US Passports have a validity of 10 years. Modern contact chips in smart cards have an estimated life of 4-5 years. So you would theoretically have to get at least twice as many passports. Also, you can't really just replace passports with smart cards because not every country in the world will be able to read those smartcards at the get go. (Think Chad or other 3rd world countries) so you have to continue to use a typical human readable passport. This program is designed for the 27 or so VISA-waiver countries. There was no way that anyone was going to successfully mandate a single physical form factor for the passports of 28 different sovereign nations, but they were able to (finally) reach an agreement on an embedded chip, interface and some minimal and optional contents. These were the driving reason for contactless, and it is unfortunate that the US State Dept. did not consider privacy from the get go. But thanks to a public outcry, now they have.

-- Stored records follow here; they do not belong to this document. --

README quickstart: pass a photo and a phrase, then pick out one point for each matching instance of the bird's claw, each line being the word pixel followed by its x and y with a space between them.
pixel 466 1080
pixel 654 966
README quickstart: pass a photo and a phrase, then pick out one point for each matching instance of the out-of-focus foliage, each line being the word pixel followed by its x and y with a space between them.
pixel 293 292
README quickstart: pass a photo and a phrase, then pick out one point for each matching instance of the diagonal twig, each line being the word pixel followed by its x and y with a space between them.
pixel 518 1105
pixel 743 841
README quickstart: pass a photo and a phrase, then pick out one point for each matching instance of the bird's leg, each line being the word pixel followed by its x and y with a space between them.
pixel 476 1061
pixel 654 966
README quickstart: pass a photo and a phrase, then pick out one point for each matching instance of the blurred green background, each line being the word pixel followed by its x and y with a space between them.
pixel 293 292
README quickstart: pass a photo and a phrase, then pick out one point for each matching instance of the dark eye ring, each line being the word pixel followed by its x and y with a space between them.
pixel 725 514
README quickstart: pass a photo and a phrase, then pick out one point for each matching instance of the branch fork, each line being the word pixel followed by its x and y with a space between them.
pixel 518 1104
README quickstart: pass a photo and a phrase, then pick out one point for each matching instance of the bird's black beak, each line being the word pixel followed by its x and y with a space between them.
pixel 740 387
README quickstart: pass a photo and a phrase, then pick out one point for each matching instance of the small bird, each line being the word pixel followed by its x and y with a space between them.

Someone else asked what was wrong with the current passports. In a word, the answer is forgery. The new passports include a digital signature across the entire contents of the passport including the photo. So if I as a bad guy, take your passport and try to replace your photo with mine, either the photo on the chip won't match, or if you somehow figure out how to replace the photo on a chip that has had its write mode disabled permanantly, the digital signature will not verify. So with the new passports, the only way to get an undetectable forgery is to get the real thing through the passport office, probably not impossible (think bribes and extortion of issuance officers), but now we have an honest shot at detecting it, and if one does turn up, you might be able to go back and figure out who issued it. This has an additional side benefit in that it makes stealing chip equipped passports worthless. This should help increase the security of travellers who are sometimes attacked or robbed solely for their passport.

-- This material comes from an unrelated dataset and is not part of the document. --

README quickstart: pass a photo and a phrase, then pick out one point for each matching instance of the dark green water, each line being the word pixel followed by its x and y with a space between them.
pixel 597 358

Im my opinion, now that steps have been taken to reduce the possibilities of skimming, the benefits of the new passports outweigh the negatives. Schnier's alarmism about the serial numbers is just that. If someone really wants to track people so badly that they will start building databases of those serial numbers and correlating them with information that they have obtained through some justified mechanism, just so that they can track you when you happen to have your passport open anyway, then they are going to track you, and there is not much you can do about it anywyay. This is roughly the same risk as having a hidden camera near a point where you open your passport (or someone opens it for you). It's just to far to go for the limited benefit. The new protections have tipped the balance in favor of the new ePassport, and while Schnier does point out a flaw that is unfortunate, it is certainly repairable in the future, and not "fatal". If the US starts issuing passports without the flaw in the next few years (before all the passports with no chip at all expire) no one will bother trying to attack passport security in this fashion. It just isn't worth it.